Big Y-700 Tests: Any advice for advanced analysis of results?

+7 votes
834 views

I have recently upgraded some y-DNA test to the Big-700. I have seen several y-DNA projects where the admins are able to construct relationship trees for different test subjects.

  • Is there an online guide or help for advanced comparisons of related y-SNP results?
  • Is there a list somewhere of utilities which can be used to determine and/or display estimated relationships between test subjects? 
in Genealogy Help by Bill Vincent G2G6 Pilot (173k points)
I found the surname project manager at FTDNA very helpful for the project I have been most involved in.  Others may vary in knowledge and involvement; I'm not sure.

3 Answers

+8 votes
When you get your results, you can get a rough estimate of the time to most recent common ancestor with your matches from the "block tree" view. They show you how many SNP mutations are between you and the common ancestor. A commonly used number is an average of 83 years per mutation, but there is a lot of variance around this and disagreement about how reasonable it is. But going with that, you see an SNP mutation every 2-4 generations on a family line, so if you count your SNPS back to your common ancestor with a match, multiply by about 3 and that will tell you roughly about how many generations back the ancestor is.

If you are looking at STR matches (which can be a different set of matches than your closest SNP matches -- it is for me), then you can use the "Tip" feature next to the match name and it will tell you estimated probabilities for the number of generations back to the common ancestor. AFAIK, this is considered about as rough as the estimates for SNPs, i.e., pretty rough.

I don't know of an online guide, although I'd be interested in seeing one. There are very knowledgable people in the private Facebook group on Big-Y, YSEQ, etc. (very complicated group name). Then there was a separate group that split off over some kerfuffle about which I know little. That other group has knowledgable people too. And a lot of the haplogroup project leaders know a lot --- you can join several, since you will belong to multiple haplogroups at different levels of the phylogenetic tree.
by Barry Smith G2G6 Pilot (293k points)
Thanks. I'll look for the Big-Y group on Facebook.
+8 votes

Here is a link to a relationship tree chart that I constructed using the publicly available YDNA data from the Vincent project at FTDNA:

Vincent Tree

by Andrew Ross G2G6 Mach 3 (36.4k points)
Thank you, Andrew. I really appreciate that you did this for me. I am interested in learning how to construct tree charts like this for other families as well. Any suggestions? Did you use any special graphics program to construct this tree? (It looks nice and clean.)

Bill;

Russ is correct in that I used the SAPP.  It's a powerful program and fairly easy to run.  But from what I can tell, it's also easy to produce lousy results.  GI=GO.  So, be careful.

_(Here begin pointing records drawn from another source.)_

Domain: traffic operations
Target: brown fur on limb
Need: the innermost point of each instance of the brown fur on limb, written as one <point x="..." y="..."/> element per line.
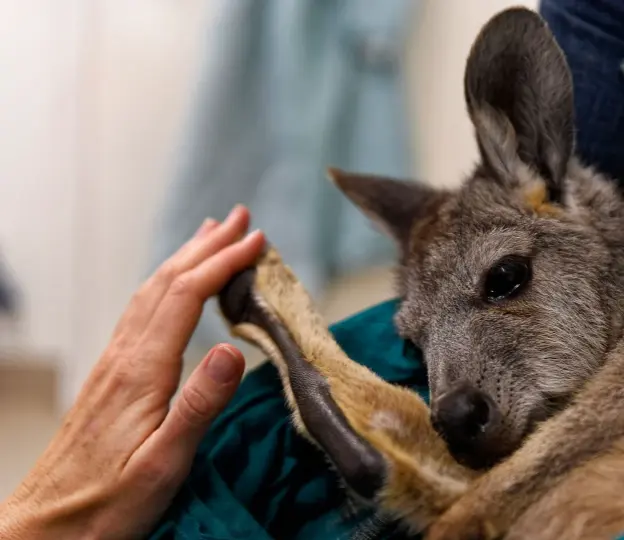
<point x="512" y="285"/>
<point x="418" y="479"/>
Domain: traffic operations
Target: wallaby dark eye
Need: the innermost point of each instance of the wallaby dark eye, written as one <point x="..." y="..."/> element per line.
<point x="507" y="278"/>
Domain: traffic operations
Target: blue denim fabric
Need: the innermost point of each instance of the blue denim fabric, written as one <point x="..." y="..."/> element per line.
<point x="591" y="34"/>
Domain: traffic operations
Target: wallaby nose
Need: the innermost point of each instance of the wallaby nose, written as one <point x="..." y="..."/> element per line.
<point x="470" y="423"/>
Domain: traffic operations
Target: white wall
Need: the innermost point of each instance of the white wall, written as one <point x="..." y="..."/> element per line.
<point x="38" y="148"/>
<point x="92" y="100"/>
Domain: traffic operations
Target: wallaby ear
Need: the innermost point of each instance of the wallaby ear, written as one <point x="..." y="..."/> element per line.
<point x="518" y="90"/>
<point x="394" y="205"/>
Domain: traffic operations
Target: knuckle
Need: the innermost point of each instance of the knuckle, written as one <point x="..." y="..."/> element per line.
<point x="181" y="286"/>
<point x="194" y="407"/>
<point x="157" y="472"/>
<point x="168" y="272"/>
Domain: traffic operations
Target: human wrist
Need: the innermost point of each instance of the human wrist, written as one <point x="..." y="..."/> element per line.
<point x="25" y="520"/>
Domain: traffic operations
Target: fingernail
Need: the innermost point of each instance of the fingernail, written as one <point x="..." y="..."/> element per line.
<point x="222" y="366"/>
<point x="234" y="211"/>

Big Y CSV files are not needed.  I don't know why that comment was made.  111 STR results with SNPs are best.  I advise against running the code with fewer STR results.

+6 votes
If you have access to the Big Y CSV files from the FTDNA tests, you can use SAPP (Still Another Phylogeny Program). (https://www.jdvsite.com/). It takes a while to learn how to use it, but he has decent instructions on his website and he has a YouTube channel with videos demonstrating how to use the program. I'm an FTDNA Surname Project Administrator and I use it all the time to analyze groups of Big Y results.

That chart that Andrew Ross made for you was constructed using SAPP.
by Russ Carter G2G4 (4.5k points)

Russ…

Thank you. Merci beaucoup. Danke schön. Muchas gracias. Arigatō. Etc. That is exactly the type of application I was looking for.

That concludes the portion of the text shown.